2018-08-03吴梅前媒体人作家中国传统文化爱好者允元小学馆创始人

时代人物(新教育家) 2018年3期
关键词:音声乐教教化

文_吴梅 前媒体人,作家,中国传统文化爱好者,允元小学馆创始人

——吴梅

《音声之道》 瞿小松 著

从政教说起

我没有搞清楚,今天需要我谈论的,是音乐教育,还是乐教。不是抠字眼,这两者在中国,不纯然是一回事。后者,随着儒家中国的逝去,已然湮灭了。

这就好比“诗”这个字眼连同它所代表的意义在我们芸芸其间的中国早已无闻。曾经,诗特指《诗经》所代表的这一言志的韵文传统,“中华之诗,言志者也,兴观群怨在焉,而格言之道寓焉。”(引自键田农夫)

乐、诗,于古中国文明系统的“六艺”,占据其二。需要认清的是:前者不仅仅是音乐,后者不仅仅是文学,它们所指更宏阔辽远,浸肌入肤,它们是古代中国所构建的和谐、雅正之人间秩序的一部分。

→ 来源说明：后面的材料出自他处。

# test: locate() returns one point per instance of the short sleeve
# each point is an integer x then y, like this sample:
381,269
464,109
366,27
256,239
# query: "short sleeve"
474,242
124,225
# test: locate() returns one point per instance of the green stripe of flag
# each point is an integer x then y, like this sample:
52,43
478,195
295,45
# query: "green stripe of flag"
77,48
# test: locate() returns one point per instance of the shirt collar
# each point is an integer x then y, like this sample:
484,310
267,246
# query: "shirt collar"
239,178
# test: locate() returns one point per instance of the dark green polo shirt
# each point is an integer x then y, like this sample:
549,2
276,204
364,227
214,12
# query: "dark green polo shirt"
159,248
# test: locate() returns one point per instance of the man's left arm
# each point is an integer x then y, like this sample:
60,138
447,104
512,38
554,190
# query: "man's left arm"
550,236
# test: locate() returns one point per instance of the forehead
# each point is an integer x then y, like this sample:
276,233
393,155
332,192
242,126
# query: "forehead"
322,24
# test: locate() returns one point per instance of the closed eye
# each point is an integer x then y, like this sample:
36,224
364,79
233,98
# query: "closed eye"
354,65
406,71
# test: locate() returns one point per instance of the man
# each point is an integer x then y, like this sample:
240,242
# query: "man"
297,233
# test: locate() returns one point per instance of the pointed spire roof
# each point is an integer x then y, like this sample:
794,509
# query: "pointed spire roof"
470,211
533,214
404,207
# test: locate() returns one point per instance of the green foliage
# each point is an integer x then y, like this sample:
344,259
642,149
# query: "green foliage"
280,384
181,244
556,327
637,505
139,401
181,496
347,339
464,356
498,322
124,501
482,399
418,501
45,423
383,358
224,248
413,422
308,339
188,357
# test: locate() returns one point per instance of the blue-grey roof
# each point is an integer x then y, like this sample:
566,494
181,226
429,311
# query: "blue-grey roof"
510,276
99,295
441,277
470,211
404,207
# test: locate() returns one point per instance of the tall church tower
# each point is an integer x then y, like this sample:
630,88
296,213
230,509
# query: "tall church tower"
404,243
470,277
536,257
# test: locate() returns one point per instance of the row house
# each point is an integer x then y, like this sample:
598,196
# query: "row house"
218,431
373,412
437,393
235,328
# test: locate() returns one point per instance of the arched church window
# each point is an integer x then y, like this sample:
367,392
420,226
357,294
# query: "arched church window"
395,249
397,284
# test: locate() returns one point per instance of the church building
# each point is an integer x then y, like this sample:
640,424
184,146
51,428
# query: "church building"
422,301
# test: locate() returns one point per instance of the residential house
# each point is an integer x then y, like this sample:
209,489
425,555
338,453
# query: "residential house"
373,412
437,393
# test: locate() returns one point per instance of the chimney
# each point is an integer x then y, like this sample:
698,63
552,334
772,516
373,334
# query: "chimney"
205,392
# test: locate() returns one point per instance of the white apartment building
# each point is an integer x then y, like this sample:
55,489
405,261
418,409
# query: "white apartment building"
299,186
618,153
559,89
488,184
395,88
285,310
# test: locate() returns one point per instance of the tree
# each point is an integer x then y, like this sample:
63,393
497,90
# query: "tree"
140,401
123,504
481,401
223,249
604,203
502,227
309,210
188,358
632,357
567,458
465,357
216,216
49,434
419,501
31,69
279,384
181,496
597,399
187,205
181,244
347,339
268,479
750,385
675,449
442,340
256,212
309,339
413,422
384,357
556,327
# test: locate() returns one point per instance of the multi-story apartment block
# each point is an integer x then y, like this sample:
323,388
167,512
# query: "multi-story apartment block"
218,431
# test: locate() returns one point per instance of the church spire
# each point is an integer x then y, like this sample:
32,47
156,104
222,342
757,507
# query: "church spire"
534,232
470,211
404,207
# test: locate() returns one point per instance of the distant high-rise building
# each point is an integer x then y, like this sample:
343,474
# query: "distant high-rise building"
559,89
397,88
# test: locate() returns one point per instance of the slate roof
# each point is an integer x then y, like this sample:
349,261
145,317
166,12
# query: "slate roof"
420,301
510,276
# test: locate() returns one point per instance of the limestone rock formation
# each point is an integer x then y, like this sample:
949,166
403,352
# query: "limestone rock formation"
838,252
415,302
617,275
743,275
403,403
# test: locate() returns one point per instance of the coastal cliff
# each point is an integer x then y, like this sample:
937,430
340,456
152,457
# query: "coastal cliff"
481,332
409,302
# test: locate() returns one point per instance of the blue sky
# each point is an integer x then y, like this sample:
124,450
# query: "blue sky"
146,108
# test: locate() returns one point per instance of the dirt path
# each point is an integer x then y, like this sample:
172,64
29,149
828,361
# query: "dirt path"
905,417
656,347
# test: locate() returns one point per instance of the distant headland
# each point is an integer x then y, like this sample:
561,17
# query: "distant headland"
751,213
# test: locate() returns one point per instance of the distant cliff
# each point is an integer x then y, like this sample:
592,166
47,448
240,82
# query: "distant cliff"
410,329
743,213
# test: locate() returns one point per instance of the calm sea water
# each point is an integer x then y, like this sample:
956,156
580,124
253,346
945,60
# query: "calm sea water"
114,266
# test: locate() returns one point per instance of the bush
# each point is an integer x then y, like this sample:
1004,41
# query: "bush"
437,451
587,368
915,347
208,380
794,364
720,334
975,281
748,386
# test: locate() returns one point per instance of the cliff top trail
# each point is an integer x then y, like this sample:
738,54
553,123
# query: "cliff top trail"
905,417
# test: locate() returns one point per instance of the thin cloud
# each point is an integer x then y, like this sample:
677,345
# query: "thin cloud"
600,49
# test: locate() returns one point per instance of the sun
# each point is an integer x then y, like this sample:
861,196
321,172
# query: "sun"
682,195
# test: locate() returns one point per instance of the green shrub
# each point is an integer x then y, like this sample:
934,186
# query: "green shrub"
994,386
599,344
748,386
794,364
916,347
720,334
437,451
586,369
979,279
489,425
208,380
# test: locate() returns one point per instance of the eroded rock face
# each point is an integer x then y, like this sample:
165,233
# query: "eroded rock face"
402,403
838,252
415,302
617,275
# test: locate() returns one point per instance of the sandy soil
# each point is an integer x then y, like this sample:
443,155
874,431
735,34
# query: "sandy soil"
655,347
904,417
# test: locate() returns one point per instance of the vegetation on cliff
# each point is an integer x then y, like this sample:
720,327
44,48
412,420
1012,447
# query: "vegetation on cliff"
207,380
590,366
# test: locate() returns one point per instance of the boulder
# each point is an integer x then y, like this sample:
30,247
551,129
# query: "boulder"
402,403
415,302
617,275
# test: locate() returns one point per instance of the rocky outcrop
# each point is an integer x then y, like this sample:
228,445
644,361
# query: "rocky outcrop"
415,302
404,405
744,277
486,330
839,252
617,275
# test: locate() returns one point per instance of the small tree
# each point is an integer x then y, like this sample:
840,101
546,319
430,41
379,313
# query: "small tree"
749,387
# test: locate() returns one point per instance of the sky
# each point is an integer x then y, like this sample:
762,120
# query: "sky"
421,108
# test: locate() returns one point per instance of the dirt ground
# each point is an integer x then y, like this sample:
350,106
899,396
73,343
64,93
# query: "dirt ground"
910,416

而乐教、诗教,不是音乐教育,不是文学教育,是古代中国政教系统的两条经线,是通往和谐、雅正的人间秩序的教化通途。

很多混乱,是从语言的粗鄙开始的。原本成熟、精准的文言一字一意,转换成白话文时,被胡乱地扩充为由层面高低不同的近义词甚至反义词组成的双音词乃至多音词,这直接造成了思维的扁平化,以及实践的混乱。随手拈几个常见的词:消化、政治、运动、身体、音乐……词义很明确吗?那是你没文化,不讲究。事实上消是消,化是化,恰如中医徐文兵所说:“搞清身和体的不同含义意义很大,往大了说事关生死。”

而对“政治”两字的混淆,直接导致了现代人对中国古典政治的曲解。这原本是上下两个层面的概念。政者,正也,使不正归为正。而治,从治理水疏通水处来,意为治理、统治。现代人所说的“政治”,其实只是古人的“治”,非“政”。中国的“政”,涵义极广,勉强用“人间秩序”差可拟。“人间”涵盖了人的举止动容伦理,也包含了人身处其间的天和地。这样一个要紧的人间秩序,怎能容许它混乱和不正呢?当然必须得正。不正就会有不平,有不美,有不义,有不公,有不安。不正,须匡正之,使其正。这就是政。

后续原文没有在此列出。